Les avantages et inconvénients à l’utilisation du Bitcoin
Tout d’abord, l’utilisation du Bitcoin en Afrique pourrait offrir des avantages en matière de coûts de transaction, en particulier pour les personnes n’ayant pas accès aux services bancaires traditionnels, c’est un fait. Aujourd’hui, les systèmes bancaires sont peu développés et le Bitcoin pourrait également offrir une solution aux problèmes de change en Afrique, car il peut être échangé facilement dans le monde entier.
Cependant, il y a également des risques à prendre en compte, tout aussi important. Tout d’abord, le Bitcoin est une monnaie très volatile, ce qui signifie que sa valeur peut fluctuer considérablement en peu de temps. Cela rend difficile pour les personnes, notamment les entrepreneurs et les sociétés, de planifier à l’avance ou de budgétiser avec précision.
De plus, il y a des préoccupations en matière de réglementation et de sécurité. Comme le Bitcoin est une monnaie décentralisée, il n’est pas réglementé par les gouvernements ou la CEDEAO. Cela peut être un avantage pour certains, mais cela peut également transformer le Bitcoin comme un véhicule propice aux fraudes et à la corruption.
Enfin, l’utilisation du Bitcoin peut également poser des problèmes au regard des lois fiscales et desservir les pays en encourageant la fraude fiscale et les non-déclarations de revenus. Comme il est difficile de tracer les transactions en Bitcoin, il peut être plus facile pour les criminels de blanchir de l’argent ou aux entrepreneurs et sociétés d’éviter de payer des impôts.
Voilà tous les pour et contre majeurs que l’on pourrait détailler concernant l’adoption ou non du Bitcoin (aller plus loin). Néanmoins, cet argumentaire ne prend pas en compte les spécificités de chaque pays et plus particulièrement ceux d’Afrique subsaharienne.
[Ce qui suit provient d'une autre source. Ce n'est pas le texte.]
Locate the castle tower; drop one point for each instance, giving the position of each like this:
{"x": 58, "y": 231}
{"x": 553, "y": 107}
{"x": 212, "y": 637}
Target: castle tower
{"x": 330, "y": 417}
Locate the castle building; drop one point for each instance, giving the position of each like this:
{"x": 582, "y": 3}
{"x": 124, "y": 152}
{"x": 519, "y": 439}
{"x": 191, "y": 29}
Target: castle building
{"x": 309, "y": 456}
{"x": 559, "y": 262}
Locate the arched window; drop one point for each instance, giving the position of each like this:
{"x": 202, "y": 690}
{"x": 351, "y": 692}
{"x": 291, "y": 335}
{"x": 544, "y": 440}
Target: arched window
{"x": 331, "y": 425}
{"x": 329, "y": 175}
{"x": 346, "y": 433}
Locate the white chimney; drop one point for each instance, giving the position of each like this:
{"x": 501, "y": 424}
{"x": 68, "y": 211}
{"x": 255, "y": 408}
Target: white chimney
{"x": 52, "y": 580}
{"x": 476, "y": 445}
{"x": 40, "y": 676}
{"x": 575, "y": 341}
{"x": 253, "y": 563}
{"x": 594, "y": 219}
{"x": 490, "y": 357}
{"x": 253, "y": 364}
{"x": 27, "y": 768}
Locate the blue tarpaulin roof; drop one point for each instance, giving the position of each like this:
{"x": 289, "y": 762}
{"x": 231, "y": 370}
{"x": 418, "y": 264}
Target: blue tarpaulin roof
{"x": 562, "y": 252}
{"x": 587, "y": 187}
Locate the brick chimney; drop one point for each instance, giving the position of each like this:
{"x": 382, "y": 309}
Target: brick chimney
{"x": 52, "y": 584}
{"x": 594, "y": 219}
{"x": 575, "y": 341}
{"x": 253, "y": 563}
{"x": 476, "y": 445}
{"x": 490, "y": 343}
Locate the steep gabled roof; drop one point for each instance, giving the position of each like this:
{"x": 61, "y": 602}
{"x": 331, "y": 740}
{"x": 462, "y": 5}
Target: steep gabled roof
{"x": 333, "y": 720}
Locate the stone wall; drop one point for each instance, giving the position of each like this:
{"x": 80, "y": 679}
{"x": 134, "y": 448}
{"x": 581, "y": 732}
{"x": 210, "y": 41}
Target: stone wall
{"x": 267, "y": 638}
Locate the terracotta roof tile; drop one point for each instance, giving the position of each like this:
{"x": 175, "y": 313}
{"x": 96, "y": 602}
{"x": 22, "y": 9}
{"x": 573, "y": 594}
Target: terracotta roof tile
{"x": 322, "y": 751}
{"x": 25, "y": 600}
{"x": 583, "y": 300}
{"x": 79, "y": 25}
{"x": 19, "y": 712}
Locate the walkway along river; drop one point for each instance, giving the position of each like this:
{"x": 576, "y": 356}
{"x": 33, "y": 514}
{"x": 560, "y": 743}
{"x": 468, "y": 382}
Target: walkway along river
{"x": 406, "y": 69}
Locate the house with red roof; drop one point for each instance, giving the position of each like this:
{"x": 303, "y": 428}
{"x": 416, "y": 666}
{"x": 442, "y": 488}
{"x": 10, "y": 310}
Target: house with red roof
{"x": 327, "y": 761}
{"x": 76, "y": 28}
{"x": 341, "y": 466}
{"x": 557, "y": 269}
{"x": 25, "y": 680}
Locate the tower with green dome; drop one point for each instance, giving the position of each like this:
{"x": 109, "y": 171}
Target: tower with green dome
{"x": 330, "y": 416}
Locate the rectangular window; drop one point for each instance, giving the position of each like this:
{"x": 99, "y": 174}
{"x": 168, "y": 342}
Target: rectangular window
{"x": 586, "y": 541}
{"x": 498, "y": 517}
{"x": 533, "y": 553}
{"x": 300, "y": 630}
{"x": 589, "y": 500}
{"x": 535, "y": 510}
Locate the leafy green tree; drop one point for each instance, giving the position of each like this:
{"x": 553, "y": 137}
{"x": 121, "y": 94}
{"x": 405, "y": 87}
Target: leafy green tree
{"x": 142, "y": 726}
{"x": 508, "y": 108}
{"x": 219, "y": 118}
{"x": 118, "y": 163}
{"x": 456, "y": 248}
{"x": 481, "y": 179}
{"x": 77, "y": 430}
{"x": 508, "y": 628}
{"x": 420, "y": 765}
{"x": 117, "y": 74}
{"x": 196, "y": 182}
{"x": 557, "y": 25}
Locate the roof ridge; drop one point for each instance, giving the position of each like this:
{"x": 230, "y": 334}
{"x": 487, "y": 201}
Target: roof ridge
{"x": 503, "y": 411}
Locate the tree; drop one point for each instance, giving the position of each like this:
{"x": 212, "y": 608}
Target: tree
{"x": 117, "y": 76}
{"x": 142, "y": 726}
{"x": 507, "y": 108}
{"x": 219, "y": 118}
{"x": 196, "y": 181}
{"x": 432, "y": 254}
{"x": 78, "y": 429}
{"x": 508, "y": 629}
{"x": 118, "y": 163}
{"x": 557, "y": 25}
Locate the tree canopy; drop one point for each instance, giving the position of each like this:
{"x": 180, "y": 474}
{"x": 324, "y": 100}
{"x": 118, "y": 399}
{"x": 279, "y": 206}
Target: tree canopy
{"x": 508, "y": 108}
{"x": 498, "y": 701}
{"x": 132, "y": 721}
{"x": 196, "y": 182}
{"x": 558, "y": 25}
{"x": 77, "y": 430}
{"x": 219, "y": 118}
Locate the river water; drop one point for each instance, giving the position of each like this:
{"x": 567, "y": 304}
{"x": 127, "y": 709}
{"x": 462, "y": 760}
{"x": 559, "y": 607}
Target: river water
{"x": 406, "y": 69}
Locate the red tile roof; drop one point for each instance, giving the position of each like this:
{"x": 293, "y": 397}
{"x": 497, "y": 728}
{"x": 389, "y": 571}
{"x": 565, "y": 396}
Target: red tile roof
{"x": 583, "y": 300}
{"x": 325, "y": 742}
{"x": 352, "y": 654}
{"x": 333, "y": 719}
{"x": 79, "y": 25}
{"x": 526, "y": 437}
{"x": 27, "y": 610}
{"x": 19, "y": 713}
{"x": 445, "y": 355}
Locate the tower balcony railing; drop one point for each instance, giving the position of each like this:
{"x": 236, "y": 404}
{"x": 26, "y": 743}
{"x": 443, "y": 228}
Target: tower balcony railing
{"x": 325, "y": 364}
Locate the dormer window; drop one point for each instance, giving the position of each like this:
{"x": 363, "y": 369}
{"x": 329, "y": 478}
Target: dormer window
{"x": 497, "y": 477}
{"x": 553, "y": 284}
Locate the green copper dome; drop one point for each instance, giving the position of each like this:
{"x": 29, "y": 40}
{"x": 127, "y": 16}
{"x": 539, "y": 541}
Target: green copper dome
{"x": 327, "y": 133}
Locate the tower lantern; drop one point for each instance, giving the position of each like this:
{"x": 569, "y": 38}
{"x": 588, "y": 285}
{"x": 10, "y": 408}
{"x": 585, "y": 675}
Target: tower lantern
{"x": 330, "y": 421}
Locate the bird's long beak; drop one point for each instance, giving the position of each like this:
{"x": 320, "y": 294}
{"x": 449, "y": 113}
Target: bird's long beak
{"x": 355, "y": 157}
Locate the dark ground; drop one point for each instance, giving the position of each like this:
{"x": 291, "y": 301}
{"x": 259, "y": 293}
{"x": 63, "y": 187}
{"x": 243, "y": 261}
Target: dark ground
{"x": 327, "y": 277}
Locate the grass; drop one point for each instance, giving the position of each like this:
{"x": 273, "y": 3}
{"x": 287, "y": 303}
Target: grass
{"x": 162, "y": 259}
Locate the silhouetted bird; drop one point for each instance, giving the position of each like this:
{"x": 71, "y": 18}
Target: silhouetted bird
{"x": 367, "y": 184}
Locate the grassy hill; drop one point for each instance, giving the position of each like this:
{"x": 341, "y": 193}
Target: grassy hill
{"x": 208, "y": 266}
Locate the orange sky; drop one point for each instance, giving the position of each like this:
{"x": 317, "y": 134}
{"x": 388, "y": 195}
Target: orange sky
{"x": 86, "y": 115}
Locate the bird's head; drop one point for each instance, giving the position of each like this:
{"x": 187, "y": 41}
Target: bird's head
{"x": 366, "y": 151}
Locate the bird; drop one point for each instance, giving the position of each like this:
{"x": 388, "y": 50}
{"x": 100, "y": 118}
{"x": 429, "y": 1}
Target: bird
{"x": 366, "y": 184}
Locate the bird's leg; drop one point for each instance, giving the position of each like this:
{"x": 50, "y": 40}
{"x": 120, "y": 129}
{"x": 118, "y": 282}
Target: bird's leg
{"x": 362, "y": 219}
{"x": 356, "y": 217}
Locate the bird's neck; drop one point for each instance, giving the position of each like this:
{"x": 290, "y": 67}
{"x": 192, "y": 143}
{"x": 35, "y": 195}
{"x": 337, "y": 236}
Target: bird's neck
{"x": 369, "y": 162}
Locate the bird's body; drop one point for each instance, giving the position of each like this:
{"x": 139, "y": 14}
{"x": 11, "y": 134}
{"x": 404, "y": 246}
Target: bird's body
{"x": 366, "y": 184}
On dit que le Bitcoin pourrait être une alternative face à une faiblesse bancarisation en Afrique mais sommes-nous certain que le Bitcoin répond à cette problématique ? Que se cache-t-il derrière ? C’est ce que nous allons aborder dans la partie suivante en prenant le cas des pays d’Afrique et tout particulièrement des pays de l’Union Économique et Monétaire Ouest Africaine (UEMO), de la Communauté Économique et Monétaire de l’Afrique Centrale (CEMAC) qui regroupe à eux deux, 14 pays de l’Afrique subsaharienne plus les Comores, les ex-colonies françaises, représentés ci-dessous.
Taux de bancarisation et FCFA
Selon les données de la Banque Mondiale pour 2020, le taux de bancarisation en Afrique subsaharienne était d’environ 21%, contre une moyenne mondiale de 62%. Concernant l’UEMOA et la CEMAC. Le taux de bancarisation en 2017 dans la zone CEMAC était d’environ 7,3%, tandis que dans la zone UEMOA, il était de 16,6%, selon la Banque Mondiale.
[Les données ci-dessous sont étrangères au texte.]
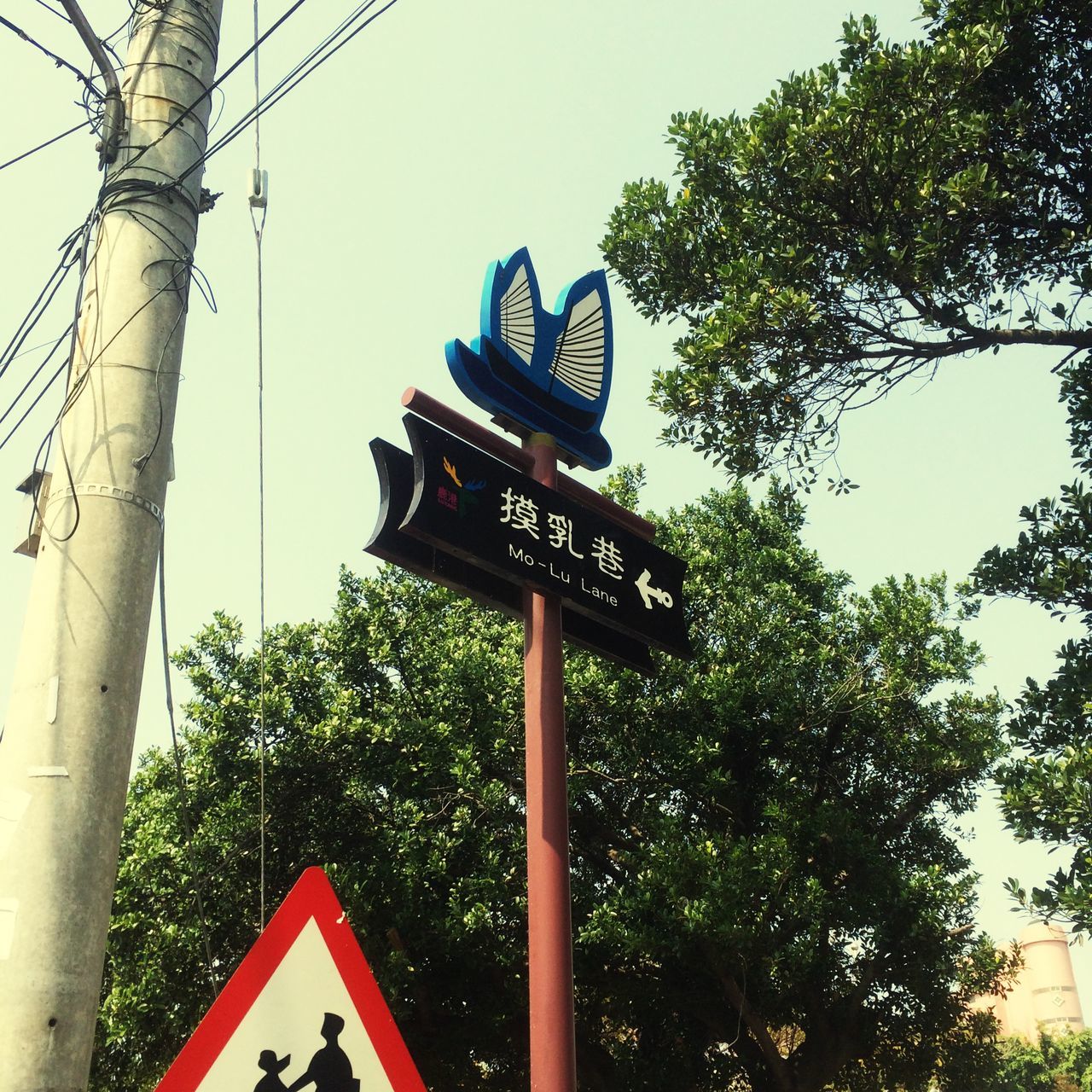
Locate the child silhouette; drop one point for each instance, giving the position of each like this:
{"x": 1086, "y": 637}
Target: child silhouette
{"x": 271, "y": 1083}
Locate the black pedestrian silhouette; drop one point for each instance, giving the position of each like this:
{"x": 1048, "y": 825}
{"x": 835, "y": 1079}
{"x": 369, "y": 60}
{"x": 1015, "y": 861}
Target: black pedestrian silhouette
{"x": 330, "y": 1069}
{"x": 271, "y": 1083}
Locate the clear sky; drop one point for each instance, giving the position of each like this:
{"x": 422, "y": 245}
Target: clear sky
{"x": 443, "y": 136}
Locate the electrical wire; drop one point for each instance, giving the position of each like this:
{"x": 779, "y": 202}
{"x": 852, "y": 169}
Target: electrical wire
{"x": 188, "y": 112}
{"x": 59, "y": 61}
{"x": 259, "y": 226}
{"x": 53, "y": 140}
{"x": 289, "y": 82}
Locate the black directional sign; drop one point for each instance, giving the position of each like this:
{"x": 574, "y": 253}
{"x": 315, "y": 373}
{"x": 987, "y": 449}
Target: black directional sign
{"x": 397, "y": 490}
{"x": 475, "y": 507}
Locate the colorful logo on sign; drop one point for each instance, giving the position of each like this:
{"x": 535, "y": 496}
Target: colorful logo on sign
{"x": 462, "y": 497}
{"x": 541, "y": 370}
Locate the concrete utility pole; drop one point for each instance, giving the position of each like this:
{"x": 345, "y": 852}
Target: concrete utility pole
{"x": 68, "y": 738}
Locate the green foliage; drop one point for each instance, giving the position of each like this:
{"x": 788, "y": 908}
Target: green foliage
{"x": 1055, "y": 1064}
{"x": 767, "y": 888}
{"x": 900, "y": 206}
{"x": 1045, "y": 788}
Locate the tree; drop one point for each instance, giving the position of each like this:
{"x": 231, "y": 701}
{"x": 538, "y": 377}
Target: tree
{"x": 1054, "y": 1064}
{"x": 869, "y": 219}
{"x": 1045, "y": 787}
{"x": 767, "y": 888}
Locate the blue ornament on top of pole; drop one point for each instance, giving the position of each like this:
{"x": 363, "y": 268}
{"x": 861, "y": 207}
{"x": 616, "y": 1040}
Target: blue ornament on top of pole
{"x": 539, "y": 370}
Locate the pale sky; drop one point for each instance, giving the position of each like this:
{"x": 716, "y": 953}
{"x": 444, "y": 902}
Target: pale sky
{"x": 443, "y": 136}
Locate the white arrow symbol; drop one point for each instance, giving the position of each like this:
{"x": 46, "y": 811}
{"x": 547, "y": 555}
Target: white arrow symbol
{"x": 648, "y": 593}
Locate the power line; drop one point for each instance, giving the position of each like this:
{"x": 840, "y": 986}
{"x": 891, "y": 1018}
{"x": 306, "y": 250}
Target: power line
{"x": 53, "y": 140}
{"x": 314, "y": 61}
{"x": 59, "y": 61}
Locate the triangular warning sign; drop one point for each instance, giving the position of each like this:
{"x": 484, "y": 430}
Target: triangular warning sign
{"x": 301, "y": 1011}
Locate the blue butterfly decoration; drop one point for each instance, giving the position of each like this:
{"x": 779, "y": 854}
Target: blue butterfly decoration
{"x": 539, "y": 370}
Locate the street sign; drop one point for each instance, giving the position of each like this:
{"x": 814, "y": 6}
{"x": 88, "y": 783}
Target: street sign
{"x": 303, "y": 1010}
{"x": 475, "y": 507}
{"x": 396, "y": 495}
{"x": 539, "y": 370}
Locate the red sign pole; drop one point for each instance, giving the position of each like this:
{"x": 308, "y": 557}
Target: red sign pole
{"x": 549, "y": 905}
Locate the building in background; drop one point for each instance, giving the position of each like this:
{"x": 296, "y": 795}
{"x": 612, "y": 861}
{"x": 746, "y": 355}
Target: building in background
{"x": 1044, "y": 997}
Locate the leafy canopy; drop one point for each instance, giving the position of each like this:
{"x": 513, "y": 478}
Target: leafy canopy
{"x": 870, "y": 218}
{"x": 1045, "y": 787}
{"x": 767, "y": 888}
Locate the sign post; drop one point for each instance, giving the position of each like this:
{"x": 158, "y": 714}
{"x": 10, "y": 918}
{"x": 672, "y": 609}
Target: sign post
{"x": 506, "y": 526}
{"x": 549, "y": 901}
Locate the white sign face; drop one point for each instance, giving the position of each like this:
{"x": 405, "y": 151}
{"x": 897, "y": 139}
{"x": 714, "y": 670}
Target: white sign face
{"x": 288, "y": 1019}
{"x": 301, "y": 1013}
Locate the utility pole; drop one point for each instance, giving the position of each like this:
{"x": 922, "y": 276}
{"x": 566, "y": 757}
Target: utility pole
{"x": 68, "y": 738}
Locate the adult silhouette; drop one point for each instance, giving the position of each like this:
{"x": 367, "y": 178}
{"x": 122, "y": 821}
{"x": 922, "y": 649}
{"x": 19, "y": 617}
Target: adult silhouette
{"x": 330, "y": 1069}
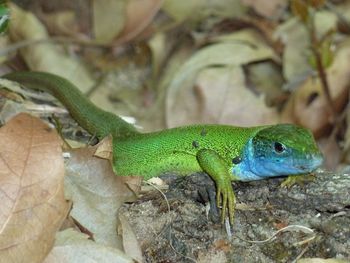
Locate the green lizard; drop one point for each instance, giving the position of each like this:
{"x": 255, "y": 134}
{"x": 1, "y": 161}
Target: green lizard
{"x": 226, "y": 153}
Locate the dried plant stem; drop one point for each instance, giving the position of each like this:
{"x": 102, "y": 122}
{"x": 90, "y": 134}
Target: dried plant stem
{"x": 321, "y": 70}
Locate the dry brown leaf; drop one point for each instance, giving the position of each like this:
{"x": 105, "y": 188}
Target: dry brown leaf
{"x": 45, "y": 56}
{"x": 31, "y": 189}
{"x": 267, "y": 8}
{"x": 191, "y": 100}
{"x": 97, "y": 193}
{"x": 108, "y": 19}
{"x": 308, "y": 106}
{"x": 140, "y": 14}
{"x": 221, "y": 97}
{"x": 72, "y": 246}
{"x": 130, "y": 244}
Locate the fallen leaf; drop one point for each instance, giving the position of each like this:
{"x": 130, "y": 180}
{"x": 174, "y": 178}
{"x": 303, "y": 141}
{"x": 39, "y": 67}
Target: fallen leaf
{"x": 31, "y": 189}
{"x": 192, "y": 100}
{"x": 140, "y": 14}
{"x": 197, "y": 10}
{"x": 130, "y": 244}
{"x": 75, "y": 247}
{"x": 267, "y": 8}
{"x": 308, "y": 107}
{"x": 296, "y": 54}
{"x": 108, "y": 19}
{"x": 45, "y": 56}
{"x": 97, "y": 193}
Le taux de bancarisation est moyennement plus faible que le taux de bancarisation moyen en Afrique subsaharienne. Voici le taux de bancarisation des pays considérés plus avancés :
Selon la Banque des États de l’Afrique Centrale (BEAC), le taux de bancarisation est de :
- 17,5% en 2020 au Cameroun
- 15,6% en 2019 en Côte d’Ivoire
- 4,7% en 2019 en République centrafricaine.
- 22,6% en 2019 au Sénégal
Ainsi, une grande majorité de la population africaine, habitant dans ces deux zones, n’a pas accès aux services financiers formels tels que les comptes bancaires, les prêts et les cartes de crédit.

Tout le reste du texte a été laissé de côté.